With the online world overtaking the real world during the pandemic, Label Volunteer, Rebecca Pearson, explores the phenomenon of ‘zoom dysmorphia’ and how it distorts our view of both life and self-image. 

 

You get ready for work, study, school – but instead of leaving through your front door, you log onto Zoom. The little window of our videoed-self flatpacks our existence into a 2D reality. Yes, there are various advantages to a virtual day: less commuter travel, convenience, efficiency. But the implication of Covid-19, wherein ‘working from home’ has become entirely normal, has also come with other social and mental distortions.

Zoom dysmorphia is the latest techno-psychological phenomenon to have wandered with us into the real world. Whilst body dysmorphic disorder is a mental condition wherein a person spends time worrying about perceived flaws and how others view them, zoom dysmorphia involves a similar distortion of self-image but is centred around the face. Although not yet a formal diagnosis, zoom dysmorphia may cause a person severe distress before and during video calls, and may result in them monitoring and analysing their facial features or perceived flaws, thinking that others are analysing them too.

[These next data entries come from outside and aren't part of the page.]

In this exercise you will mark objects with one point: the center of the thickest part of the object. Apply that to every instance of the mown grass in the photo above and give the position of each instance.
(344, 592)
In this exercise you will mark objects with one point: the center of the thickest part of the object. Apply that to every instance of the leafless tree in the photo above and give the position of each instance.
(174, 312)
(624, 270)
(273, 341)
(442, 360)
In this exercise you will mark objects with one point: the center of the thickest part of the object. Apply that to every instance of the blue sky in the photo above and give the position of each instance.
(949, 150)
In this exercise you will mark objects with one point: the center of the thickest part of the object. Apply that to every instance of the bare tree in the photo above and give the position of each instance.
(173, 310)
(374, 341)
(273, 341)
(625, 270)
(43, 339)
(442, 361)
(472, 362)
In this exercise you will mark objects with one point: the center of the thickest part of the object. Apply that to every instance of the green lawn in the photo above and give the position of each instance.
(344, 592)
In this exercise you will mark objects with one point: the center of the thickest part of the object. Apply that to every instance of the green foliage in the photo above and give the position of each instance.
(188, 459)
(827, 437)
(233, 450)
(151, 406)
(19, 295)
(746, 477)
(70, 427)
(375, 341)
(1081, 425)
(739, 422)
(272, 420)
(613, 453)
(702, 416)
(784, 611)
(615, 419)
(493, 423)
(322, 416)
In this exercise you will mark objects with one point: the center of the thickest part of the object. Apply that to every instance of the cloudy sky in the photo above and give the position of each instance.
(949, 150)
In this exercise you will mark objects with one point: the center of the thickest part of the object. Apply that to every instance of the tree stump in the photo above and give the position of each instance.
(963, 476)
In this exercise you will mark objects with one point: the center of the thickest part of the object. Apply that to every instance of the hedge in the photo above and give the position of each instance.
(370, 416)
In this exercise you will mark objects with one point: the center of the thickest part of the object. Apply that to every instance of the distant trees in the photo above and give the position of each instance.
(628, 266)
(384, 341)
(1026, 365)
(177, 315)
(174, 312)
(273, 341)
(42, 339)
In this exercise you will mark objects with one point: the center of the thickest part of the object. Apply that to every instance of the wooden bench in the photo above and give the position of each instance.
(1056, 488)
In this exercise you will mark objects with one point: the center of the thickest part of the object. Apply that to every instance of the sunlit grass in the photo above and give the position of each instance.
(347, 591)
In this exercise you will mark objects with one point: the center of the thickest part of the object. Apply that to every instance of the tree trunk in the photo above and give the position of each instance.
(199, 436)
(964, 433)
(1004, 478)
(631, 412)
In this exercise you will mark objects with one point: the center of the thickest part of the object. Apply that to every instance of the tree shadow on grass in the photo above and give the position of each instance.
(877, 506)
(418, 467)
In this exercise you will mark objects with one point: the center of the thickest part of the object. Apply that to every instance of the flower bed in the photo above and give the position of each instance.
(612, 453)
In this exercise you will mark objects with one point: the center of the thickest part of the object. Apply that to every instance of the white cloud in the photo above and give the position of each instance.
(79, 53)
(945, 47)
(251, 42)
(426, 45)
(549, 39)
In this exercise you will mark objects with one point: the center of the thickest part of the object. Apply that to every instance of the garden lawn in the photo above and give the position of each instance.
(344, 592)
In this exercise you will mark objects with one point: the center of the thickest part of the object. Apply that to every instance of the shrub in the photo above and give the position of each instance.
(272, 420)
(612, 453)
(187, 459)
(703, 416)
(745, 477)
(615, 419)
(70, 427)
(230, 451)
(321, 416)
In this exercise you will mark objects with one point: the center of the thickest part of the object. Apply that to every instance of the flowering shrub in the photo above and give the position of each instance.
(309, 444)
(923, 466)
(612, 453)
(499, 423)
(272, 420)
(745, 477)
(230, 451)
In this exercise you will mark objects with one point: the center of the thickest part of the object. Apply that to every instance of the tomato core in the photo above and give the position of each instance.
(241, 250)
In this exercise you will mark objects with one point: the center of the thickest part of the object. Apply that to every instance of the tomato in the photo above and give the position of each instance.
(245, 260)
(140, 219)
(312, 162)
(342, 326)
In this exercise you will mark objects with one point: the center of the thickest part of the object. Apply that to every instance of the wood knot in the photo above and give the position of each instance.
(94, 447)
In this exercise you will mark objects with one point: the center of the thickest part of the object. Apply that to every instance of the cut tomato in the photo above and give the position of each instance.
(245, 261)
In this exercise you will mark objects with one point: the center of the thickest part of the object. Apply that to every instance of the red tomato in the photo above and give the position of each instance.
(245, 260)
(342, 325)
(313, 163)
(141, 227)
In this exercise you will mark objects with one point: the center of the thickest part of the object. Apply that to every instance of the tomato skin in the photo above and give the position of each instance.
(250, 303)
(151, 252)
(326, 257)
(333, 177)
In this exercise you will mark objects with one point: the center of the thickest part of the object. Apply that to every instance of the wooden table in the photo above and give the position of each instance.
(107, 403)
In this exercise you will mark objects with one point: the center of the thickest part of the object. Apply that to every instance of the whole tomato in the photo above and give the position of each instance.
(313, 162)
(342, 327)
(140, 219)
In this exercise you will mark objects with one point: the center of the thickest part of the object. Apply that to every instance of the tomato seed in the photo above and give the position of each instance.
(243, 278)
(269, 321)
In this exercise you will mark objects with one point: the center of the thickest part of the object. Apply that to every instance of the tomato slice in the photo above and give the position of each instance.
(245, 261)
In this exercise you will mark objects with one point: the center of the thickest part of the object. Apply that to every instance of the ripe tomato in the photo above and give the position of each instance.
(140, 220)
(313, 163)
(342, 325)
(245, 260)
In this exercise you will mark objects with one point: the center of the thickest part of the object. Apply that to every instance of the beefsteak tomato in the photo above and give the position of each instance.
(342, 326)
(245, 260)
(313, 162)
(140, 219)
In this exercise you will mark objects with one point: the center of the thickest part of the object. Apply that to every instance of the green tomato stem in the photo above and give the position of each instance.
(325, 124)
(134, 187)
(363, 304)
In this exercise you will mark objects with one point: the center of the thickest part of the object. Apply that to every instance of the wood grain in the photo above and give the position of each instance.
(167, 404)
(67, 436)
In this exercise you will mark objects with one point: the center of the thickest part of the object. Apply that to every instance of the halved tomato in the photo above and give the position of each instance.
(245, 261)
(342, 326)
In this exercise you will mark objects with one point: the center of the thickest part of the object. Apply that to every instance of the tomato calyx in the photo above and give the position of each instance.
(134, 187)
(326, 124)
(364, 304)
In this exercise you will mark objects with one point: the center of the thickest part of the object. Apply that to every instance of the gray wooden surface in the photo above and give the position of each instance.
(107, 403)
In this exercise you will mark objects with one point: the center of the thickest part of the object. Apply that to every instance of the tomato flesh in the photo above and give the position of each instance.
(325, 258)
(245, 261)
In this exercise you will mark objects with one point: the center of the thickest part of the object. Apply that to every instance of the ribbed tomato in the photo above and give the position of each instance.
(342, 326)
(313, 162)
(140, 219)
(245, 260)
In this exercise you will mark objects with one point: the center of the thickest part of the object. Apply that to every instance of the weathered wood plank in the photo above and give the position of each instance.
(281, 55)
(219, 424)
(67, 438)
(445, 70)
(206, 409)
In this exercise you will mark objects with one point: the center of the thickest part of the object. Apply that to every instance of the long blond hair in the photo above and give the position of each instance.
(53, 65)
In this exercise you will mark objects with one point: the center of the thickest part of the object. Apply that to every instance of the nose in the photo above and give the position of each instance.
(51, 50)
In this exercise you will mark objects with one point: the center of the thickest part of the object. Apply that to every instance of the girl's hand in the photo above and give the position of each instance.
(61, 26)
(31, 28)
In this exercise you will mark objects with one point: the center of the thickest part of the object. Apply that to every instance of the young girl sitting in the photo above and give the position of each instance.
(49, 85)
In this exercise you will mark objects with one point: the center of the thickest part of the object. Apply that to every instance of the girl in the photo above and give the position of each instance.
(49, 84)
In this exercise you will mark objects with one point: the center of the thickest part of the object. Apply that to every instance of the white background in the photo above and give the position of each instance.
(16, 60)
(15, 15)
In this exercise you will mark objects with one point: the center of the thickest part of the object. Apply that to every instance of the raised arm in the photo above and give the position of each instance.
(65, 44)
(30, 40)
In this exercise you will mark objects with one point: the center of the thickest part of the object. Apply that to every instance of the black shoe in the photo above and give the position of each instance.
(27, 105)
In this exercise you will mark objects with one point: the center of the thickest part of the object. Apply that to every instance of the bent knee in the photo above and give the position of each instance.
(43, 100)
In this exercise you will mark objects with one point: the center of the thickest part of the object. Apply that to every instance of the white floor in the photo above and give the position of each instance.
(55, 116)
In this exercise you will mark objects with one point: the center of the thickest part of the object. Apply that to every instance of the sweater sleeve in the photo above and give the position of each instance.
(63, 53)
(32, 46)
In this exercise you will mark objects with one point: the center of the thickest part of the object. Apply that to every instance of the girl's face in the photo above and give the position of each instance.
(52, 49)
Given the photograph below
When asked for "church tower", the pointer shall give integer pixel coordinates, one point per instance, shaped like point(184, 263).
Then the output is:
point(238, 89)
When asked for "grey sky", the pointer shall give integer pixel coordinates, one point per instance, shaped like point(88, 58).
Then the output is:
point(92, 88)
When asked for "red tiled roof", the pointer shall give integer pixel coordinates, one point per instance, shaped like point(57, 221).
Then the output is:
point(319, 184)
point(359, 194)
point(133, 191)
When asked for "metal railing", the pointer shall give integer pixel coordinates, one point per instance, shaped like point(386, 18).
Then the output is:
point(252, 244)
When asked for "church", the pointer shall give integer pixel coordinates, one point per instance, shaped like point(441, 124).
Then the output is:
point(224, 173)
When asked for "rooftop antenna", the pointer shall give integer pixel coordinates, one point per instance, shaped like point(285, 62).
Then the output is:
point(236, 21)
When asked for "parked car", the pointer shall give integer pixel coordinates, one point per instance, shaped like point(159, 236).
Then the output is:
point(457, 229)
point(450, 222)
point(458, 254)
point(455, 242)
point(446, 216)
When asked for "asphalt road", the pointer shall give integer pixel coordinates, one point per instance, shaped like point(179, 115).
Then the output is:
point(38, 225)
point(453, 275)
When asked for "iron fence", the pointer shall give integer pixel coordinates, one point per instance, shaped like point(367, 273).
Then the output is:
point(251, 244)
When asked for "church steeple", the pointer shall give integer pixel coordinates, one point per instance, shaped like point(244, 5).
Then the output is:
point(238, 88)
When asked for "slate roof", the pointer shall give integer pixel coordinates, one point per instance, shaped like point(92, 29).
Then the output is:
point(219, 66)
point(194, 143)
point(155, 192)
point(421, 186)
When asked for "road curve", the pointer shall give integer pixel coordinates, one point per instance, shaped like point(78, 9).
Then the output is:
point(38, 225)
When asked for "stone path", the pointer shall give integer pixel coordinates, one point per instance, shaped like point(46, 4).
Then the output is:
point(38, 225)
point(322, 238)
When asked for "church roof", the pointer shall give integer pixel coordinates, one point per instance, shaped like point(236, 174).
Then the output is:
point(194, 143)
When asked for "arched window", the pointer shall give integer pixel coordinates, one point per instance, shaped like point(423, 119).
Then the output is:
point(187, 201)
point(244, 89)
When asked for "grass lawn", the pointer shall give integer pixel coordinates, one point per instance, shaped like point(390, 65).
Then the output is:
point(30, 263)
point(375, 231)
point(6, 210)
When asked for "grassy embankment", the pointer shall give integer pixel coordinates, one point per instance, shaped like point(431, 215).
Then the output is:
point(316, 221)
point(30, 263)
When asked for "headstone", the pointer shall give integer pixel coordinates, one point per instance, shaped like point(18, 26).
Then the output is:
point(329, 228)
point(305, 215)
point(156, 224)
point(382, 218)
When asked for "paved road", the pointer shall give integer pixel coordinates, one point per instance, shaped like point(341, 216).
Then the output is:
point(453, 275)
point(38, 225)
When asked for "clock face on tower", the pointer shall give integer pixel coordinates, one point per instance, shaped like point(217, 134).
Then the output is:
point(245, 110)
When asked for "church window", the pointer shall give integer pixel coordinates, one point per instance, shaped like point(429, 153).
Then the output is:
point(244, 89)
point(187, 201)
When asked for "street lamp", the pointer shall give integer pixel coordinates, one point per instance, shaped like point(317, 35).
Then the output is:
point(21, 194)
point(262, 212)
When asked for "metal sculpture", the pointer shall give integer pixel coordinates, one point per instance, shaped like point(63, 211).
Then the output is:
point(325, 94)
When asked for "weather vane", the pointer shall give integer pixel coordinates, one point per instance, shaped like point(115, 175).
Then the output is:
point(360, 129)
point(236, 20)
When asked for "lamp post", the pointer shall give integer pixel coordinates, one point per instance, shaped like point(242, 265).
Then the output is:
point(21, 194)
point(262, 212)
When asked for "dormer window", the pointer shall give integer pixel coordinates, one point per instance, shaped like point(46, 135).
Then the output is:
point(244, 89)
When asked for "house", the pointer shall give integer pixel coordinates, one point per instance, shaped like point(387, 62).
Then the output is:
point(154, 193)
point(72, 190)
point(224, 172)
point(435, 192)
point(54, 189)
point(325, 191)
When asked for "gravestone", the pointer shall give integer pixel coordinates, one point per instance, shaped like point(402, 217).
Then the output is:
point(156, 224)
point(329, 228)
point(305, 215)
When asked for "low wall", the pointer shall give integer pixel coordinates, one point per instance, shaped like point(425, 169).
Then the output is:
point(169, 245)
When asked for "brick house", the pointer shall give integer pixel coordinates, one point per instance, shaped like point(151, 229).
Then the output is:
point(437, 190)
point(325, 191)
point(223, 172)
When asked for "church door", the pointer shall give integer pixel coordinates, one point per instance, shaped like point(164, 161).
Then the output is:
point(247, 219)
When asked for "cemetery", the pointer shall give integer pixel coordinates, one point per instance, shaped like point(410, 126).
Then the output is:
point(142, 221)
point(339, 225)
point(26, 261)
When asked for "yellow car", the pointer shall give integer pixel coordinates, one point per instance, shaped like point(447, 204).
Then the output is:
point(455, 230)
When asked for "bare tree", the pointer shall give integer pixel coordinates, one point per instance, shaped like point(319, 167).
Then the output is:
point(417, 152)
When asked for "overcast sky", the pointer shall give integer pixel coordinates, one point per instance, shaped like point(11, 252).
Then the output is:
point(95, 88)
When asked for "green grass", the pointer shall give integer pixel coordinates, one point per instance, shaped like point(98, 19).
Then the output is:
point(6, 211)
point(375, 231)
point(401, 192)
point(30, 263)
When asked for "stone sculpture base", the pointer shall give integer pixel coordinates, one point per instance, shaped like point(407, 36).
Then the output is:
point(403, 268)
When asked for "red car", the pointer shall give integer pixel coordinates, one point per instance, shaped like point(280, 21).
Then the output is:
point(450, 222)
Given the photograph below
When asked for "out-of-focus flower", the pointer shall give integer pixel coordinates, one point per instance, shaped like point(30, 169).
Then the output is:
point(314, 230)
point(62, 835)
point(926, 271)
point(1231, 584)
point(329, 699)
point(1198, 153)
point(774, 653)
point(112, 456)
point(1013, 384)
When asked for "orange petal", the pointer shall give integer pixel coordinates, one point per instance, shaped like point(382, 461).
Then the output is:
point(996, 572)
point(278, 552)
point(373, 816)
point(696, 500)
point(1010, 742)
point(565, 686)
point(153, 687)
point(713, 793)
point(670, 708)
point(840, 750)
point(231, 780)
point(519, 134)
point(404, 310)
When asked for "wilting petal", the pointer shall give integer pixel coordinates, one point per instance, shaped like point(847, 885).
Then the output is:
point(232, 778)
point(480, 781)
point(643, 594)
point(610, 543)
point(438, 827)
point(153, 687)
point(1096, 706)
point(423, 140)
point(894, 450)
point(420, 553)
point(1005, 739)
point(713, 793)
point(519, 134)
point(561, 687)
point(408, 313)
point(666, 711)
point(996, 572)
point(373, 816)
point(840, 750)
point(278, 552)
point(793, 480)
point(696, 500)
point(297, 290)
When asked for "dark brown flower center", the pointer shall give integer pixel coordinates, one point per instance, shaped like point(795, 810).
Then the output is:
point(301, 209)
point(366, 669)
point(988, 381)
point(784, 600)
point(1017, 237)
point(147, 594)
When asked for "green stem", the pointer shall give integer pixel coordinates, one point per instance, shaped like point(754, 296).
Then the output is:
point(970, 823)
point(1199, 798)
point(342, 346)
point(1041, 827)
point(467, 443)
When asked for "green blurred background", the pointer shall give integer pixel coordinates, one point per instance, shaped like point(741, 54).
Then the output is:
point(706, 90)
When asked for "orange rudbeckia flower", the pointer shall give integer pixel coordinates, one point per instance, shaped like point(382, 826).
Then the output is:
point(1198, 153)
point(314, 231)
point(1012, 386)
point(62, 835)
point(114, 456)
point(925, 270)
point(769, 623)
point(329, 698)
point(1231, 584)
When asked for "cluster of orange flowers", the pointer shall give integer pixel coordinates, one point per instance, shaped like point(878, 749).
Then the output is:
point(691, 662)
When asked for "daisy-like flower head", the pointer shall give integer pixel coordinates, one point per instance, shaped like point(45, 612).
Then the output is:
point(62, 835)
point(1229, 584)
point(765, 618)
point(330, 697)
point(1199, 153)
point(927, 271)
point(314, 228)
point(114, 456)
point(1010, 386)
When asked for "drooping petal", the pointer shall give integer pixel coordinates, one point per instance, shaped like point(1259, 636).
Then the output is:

Part of the issue is that online video-call platforms do distort our facial features. We are squished to fit the little video box that sits in the corner of our screens, and forced face-to-face with our self-image for prolonged periods of time. For anyone who has a predisposition to feeling self-conscious, watched or spotlighted, the increased amount of time spent online is a self-confrontation which, without the pandemic, would not likely have happened.

Alongside the sensation of zoom dysmorphia has risen the engagement with plastic surgery procedures, with more people turning to cosmetic surgery to “fix” the flaws found on Zoom. Couple overexposure of the self with the pressure to have “bettered” oneself over Covid-19 lockdowns, and more people have felt that plastic surgery has become a necessity rather than a choice. Just as social media has seen a rise in the pressure of appearance, it is likely that Zoom has acted as a similar catalyst which has specifically honed in on facial features.

Whilst many people are used to having a plethora of online faces and feeling as if they look different in every photo, highly used platforms, like Zoom, make it harder to associate our Zoom-self with the person in the mirror. At the same time, it’s harder to disassociate from our virtual self now that we’ve become as equally reliant on the virtual world as the real one.